The objective of article XI, section 12, frequently called the “home-rule provision,” restricting direct legislative action as to local taxing matters, was to bar the state legislators, whose members come from all parts of the state, from dictating local taxing policy and instead to allow municipalities to control local taxation for local purposes. See, e.g., Schneidmiller & Faires, Inc. v. Farr, 56 Wn.2d 891, 894-96, 355 P.2d 824 (1960); Alfred Harsch, The Washington Tax *757System — How it Grew, 39 Wash. L. Rev. 944, 950-51 (1964); Philip A. Trautman, Legislative Control of Municipal Corporations in Washington, 38 Wash. L. Rev. 743, 754-55 (1963) (under article XI, section 12, the state legislature is constitutionally precluded from acting in such instances as the imposition of taxes for building city halls, erecting and operating light plants or gas works, constructing sewers, and bringing water to a city; the legislature may authorize certain acts and then allow the municipality to decide whether or not to act and thus whether or not to tax; such cases include authorization of drainage districts and local improvement districts).

Article VII, section 9, similar to article XI, section 12, allows the legislature to delegate taxing power to all municipal corporations (e.g., cities, towns, counties, special diking districts, and other local municipal corporations). See, e.g., Hansen v. Hammer, 15 Wash. 315, 46 P. 332 (1896).

Furthermore, the MVET will be collected by the Department of Licensing, imposed at the same time and in the same manner as relicensing tab fees, with valuation consistent with chapter 82.44 RCW. RCW 35.95A.180. The city transportation authority may be dissolved by the voters if the authority is faced with significant financial problems. RCW 35.95A.120. The authority is required to establish necessary and appropriate funds and accounts consistent with the uniform system of accounts developed pursuant to RCW 43.09.210. RCW 35-.95A.060. Before utilization of any excise tax money collected, the legislature requires the authority to adopt rules affording the public an opportunity for public hearings. RCW 35.95A.080. The amount of the authority’s initial bond issue is limited to the amount of the project costs in the subsequent two years as documented by a certified engineer or by submitted bids, plus any reimbursable capital expenses already incurred at the time of the bond issue. RCW 35.95A.120.

As discussed in Sheehan, a motor vehicle excise tax has been imposed since 1937. Prior to 1990, each year administrative staff of the Department of Licensing prepared and printed valuation schedules for motor vehicles based on motor vehicles’ model and year.

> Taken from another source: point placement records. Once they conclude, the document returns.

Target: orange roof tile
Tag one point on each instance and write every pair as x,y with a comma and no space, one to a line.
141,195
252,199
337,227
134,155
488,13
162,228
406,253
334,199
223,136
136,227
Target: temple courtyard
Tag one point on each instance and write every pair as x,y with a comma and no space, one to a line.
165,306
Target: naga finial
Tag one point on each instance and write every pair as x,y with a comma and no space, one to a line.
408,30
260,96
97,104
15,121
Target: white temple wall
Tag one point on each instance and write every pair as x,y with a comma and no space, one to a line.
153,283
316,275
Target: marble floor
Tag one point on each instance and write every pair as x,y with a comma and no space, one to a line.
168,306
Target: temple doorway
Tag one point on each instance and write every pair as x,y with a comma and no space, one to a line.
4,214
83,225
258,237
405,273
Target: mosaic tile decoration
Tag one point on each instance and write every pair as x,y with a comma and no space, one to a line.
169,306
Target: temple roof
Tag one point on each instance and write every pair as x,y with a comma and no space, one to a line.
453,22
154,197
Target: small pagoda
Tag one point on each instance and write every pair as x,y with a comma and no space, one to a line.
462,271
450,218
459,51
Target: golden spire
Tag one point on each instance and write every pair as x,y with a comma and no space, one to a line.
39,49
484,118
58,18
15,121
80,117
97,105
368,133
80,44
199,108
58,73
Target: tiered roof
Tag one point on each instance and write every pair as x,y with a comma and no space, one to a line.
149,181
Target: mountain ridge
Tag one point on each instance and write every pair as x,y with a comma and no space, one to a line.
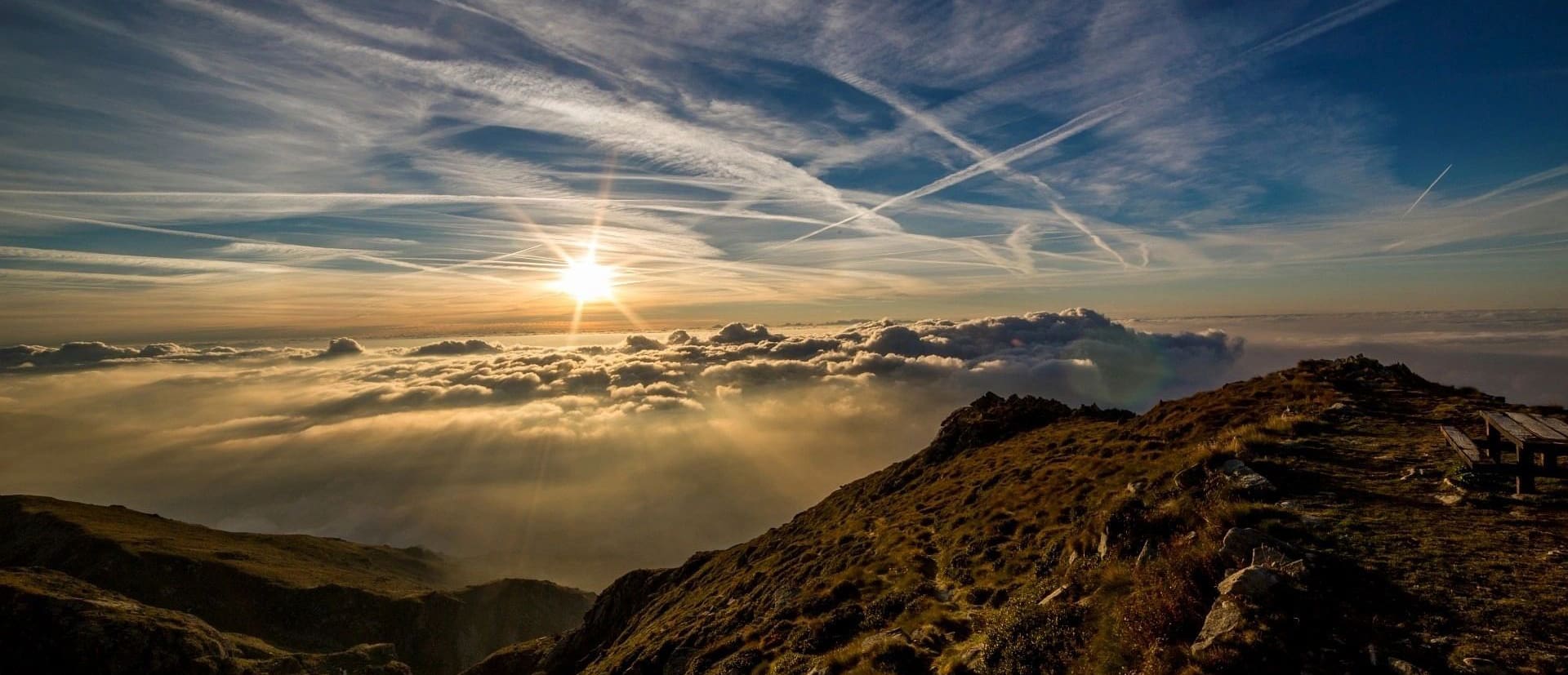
1031,538
295,593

See, e.g., CP at 76-80. In 1990, the Department of Licensing adopted a statutory depreciation schedule. See, e.g., CP at 64. Under this schedule, the amount of the MVET levied is a function of the manufacturer’s suggested retail price, excluding optional equipment, based on the number of years the vehicle has been in service. See, e.g., CP at 64. This new schedule requires less administrative staffing and cost and was revenue neutral when adopted in 1990. See, e.g., CP at 80.

We recognize that a recent vote by the people may have ended Seattle’s monorail project. However, because vehicle owners may still be required to pay the MVET to retire the debt incurred by the project, the issues in this case remain relevant.